Bacteria are the most diverse and important (in terms of composition, dynamics, and function) microorganisms on marine surfaces, and early colonizers can influence the structure, dynamics, and function of mature biofilm communities, so this topic focuses on Bacteria and their processes and mechanisms related to early surface colonization, biofilm formation, and biofilm functions. Microorganisms quickly colonies surfaces immersed in sea water. As previously stated, surface colonization and subsequent biofilm development give significant benefits to these organisms.

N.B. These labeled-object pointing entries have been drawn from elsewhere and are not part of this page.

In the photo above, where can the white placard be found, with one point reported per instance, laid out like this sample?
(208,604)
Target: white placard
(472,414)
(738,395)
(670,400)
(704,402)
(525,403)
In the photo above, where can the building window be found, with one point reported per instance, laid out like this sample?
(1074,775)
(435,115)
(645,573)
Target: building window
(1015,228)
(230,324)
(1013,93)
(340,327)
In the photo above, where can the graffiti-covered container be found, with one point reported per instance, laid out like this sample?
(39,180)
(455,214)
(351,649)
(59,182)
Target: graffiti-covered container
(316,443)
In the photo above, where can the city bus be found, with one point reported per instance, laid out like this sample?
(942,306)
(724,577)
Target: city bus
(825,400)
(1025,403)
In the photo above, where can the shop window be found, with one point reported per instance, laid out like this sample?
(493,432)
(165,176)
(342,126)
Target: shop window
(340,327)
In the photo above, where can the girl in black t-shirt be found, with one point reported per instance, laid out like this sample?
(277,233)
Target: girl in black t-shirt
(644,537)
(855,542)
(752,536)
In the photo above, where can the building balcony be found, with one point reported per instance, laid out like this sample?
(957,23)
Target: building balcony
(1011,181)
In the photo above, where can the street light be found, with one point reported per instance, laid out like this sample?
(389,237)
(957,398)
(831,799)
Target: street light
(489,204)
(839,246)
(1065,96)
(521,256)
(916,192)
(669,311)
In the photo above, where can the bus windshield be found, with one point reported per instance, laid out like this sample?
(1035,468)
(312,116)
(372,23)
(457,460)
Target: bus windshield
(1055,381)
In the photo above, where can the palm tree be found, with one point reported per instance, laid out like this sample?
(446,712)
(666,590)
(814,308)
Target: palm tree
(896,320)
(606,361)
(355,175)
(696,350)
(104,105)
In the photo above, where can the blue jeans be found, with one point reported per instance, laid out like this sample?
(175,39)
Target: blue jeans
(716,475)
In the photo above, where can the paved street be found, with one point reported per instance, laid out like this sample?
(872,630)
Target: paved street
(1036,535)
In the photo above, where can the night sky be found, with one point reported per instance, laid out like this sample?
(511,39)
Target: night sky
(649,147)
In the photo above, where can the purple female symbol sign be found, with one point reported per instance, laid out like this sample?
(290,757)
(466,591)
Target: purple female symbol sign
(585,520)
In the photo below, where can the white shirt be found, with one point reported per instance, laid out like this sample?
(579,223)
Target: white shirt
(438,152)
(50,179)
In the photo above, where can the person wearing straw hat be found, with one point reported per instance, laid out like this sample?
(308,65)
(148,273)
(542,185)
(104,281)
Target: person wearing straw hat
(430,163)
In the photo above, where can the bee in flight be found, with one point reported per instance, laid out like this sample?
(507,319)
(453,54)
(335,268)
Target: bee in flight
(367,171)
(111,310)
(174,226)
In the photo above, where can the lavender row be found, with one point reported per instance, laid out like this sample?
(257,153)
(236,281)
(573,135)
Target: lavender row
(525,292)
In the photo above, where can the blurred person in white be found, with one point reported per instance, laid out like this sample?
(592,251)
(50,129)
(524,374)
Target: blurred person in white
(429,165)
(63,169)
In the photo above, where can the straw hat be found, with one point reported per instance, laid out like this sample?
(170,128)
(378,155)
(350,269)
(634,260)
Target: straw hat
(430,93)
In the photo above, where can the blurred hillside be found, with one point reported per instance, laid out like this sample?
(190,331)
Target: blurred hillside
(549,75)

Access to resources is perhaps the most important of these advantages in the context of the maritime environment.

Biogenic particles such as phytoplankton detritus, zooplankton fecal pellets, and marine snow are generally rich in organic matter, resulting in increased availability of inorganic macronutrients, organic carbon and energy sources, micronutrients, and electron donors or acceptors in otherwise nutrient-limited environments. As detailed in further detail below, surfaces have been demonstrated to represent "hot spots" of microbially catalysed, bio-geochemically significant processes. Predators, viruses, antibiotics, and other chemical poisons, as well as adverse environmental stresses, are all protected by surface colonization and the development of the shielding biofilm matrix, antiprotozoal factors, and stress response products.

The unique microenvironments inside the biofilm matrix promotes the maintenance of extracellular enzyme structural integrity and activity, as well as better chances for bacterial physiological homeostasis.